Christopher Plummer is almost as powerful in playing "60 Minutes" anchor Mike Wallace, who covers the Wigand story for the show. Mann charges Plummer with raking Wallace over the coals, portraying him as arrogant, tantrum-prone and capable of kowtowing to corporate interests when it suits him -- although in the long run Wallace comes off as a consummate, even heroic, journalist.

The second half of "The Insider" shows the consequences of these events on Wigand's shattered life and Bergman's conscience, delving deep into the character's psyches and lives as the debate rages about airing the Wigand interview on "60 Minutes." Even the peripheral characters -- wives, production assistants, lawyers -- are refreshingly three-dimensional as they intersect with these two out-on-a-limb men.

Mann makes no bones about crucifying the tobacco industry and questioning corporate, profit-driven journalism in this film.
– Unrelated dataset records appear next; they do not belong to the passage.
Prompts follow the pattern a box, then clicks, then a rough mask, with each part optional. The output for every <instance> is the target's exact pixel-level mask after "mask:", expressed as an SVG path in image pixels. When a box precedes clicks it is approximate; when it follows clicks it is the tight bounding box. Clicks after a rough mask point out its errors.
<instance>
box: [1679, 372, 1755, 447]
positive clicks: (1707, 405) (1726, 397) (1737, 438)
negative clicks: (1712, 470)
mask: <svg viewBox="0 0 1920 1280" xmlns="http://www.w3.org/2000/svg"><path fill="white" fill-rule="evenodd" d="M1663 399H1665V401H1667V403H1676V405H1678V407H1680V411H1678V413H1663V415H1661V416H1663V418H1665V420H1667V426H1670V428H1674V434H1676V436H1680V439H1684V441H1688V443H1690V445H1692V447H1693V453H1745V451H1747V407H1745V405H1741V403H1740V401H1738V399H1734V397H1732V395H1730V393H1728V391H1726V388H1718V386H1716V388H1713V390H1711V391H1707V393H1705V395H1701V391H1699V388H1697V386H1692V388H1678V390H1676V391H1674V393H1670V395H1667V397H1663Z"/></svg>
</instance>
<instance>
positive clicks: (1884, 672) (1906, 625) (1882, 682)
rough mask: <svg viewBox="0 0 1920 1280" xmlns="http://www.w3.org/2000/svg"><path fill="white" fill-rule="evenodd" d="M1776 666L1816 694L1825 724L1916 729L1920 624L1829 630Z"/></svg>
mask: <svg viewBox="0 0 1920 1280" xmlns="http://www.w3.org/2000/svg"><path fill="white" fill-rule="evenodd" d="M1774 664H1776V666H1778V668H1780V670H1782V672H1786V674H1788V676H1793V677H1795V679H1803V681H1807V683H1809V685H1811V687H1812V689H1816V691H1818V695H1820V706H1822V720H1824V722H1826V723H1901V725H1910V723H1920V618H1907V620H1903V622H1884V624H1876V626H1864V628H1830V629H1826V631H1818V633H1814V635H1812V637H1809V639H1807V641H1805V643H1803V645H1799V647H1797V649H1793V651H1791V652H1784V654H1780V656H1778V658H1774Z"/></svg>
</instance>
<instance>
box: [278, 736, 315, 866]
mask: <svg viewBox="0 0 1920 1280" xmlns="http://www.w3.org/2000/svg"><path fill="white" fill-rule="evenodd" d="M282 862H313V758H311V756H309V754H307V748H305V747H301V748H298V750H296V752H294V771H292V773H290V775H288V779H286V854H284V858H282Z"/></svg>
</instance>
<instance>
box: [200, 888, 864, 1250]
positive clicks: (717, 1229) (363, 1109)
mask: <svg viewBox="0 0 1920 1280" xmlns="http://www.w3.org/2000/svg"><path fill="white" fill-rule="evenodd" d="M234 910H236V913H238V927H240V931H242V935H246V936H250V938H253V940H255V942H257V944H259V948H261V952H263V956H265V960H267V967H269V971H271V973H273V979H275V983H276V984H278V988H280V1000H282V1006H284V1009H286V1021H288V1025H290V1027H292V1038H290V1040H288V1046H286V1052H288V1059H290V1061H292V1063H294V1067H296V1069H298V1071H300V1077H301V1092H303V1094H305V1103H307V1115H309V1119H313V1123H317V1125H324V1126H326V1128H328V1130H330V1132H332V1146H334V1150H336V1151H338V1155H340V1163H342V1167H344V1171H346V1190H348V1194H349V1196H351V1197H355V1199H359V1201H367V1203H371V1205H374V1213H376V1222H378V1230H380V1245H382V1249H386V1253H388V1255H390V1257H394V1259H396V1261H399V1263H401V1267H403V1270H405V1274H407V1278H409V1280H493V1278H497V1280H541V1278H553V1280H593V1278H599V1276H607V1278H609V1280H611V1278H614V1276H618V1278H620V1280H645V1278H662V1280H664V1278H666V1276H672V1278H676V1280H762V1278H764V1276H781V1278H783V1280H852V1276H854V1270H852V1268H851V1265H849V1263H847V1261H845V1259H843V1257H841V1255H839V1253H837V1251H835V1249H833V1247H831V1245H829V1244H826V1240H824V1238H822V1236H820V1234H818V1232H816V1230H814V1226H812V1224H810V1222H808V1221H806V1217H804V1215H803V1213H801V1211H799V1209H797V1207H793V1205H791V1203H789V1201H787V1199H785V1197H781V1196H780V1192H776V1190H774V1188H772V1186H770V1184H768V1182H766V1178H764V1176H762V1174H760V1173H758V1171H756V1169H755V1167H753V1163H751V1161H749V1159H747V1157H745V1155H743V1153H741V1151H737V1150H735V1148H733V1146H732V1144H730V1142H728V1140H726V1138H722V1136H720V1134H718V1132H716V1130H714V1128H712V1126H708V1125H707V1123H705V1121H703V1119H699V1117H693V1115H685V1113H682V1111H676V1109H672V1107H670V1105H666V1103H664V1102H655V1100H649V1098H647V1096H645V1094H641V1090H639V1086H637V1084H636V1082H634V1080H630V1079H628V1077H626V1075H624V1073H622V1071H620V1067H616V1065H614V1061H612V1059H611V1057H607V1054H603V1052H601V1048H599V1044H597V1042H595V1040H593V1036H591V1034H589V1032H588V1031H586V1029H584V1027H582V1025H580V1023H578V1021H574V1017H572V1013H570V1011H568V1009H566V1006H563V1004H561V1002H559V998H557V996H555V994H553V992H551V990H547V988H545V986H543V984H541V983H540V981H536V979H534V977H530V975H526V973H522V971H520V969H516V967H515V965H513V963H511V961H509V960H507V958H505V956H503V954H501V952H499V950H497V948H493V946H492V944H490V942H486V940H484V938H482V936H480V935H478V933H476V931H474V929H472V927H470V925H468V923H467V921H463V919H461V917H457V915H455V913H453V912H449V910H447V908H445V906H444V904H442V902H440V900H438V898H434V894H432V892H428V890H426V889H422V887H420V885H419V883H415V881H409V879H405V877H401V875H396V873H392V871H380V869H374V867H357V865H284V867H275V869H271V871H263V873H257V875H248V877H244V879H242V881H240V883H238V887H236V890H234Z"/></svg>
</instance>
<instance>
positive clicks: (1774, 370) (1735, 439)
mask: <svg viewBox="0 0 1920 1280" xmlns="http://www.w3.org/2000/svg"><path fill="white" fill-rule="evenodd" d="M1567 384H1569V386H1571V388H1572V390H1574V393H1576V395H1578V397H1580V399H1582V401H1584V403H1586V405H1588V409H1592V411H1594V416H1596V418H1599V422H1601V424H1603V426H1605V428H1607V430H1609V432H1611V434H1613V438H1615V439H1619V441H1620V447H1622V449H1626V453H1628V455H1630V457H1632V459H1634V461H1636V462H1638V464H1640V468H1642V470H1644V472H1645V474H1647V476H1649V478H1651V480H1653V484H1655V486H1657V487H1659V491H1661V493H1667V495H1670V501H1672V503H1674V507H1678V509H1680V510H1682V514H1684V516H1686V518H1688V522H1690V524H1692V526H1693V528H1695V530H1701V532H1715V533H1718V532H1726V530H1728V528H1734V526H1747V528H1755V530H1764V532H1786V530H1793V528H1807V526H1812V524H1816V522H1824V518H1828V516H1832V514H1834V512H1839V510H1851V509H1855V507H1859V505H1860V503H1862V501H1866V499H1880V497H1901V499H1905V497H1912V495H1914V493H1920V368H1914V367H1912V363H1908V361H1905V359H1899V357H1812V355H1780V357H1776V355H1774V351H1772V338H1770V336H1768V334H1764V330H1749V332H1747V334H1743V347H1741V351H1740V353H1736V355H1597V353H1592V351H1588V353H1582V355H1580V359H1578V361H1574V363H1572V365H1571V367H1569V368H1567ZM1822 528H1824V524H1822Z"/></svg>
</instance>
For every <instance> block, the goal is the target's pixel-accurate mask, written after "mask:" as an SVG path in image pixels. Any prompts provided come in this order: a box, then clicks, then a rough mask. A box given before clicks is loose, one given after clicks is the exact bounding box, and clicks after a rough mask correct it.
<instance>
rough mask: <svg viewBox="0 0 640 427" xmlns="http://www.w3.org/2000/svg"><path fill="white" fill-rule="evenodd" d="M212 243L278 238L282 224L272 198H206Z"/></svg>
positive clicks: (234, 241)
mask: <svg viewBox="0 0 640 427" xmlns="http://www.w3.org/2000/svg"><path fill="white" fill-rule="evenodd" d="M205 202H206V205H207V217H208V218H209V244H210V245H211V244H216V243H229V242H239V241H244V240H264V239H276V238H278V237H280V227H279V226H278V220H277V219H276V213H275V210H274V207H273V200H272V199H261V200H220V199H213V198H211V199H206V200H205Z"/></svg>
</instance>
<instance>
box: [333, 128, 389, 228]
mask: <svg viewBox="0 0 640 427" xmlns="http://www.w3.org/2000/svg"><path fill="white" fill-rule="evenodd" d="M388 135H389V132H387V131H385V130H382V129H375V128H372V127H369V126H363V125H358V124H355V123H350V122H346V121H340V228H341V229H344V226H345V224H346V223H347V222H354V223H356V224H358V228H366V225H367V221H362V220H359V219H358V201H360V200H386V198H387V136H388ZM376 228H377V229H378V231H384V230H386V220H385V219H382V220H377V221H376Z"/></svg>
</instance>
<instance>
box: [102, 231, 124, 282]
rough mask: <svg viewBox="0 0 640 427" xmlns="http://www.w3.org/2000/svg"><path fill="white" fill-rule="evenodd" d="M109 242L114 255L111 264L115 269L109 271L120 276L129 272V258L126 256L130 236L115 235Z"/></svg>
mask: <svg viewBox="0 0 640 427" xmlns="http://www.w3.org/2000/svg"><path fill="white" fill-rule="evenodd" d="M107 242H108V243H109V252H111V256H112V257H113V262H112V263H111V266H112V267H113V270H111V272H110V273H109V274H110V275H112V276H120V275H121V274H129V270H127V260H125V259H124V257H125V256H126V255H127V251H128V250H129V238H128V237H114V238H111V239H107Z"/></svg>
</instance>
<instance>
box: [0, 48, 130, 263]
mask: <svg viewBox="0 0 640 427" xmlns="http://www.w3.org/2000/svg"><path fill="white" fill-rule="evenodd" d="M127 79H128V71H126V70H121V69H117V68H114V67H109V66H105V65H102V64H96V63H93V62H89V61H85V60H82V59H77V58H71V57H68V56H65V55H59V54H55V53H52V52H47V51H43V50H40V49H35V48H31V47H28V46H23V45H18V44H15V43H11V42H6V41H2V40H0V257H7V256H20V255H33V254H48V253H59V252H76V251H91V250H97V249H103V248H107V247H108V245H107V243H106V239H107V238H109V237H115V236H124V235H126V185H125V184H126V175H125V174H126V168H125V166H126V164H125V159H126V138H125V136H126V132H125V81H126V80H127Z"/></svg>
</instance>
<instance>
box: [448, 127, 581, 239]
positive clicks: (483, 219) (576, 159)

But he isn't just stepping up onto a celluloid soapbox -- this wily, engrossing film is not only the best movie about journalism since "All the President's Men," it's also one of the most visually dynamic movies of the year.

Although he's a strong character director with an ear for ponderous but authentic dialogue, Mann has always been best known for his visual flair and "The Insider" definitely delivers on that front, too. From a quick shot of a single raindrop on a car window to scenes gracefully tinted green, gold or midnight blue to the substantive but subtle Manhattan backdrops, he does an astounding job of illustrating his story with masterful, stylistic touches that give this film a distinctive vitality that is as enticing as its plot.

Many other directors could have made, perhaps, an over-long TV movie out of "The Insider," but it's Mann's arresting techniques that is the icing on the cake which makes this an all-around brilliant film.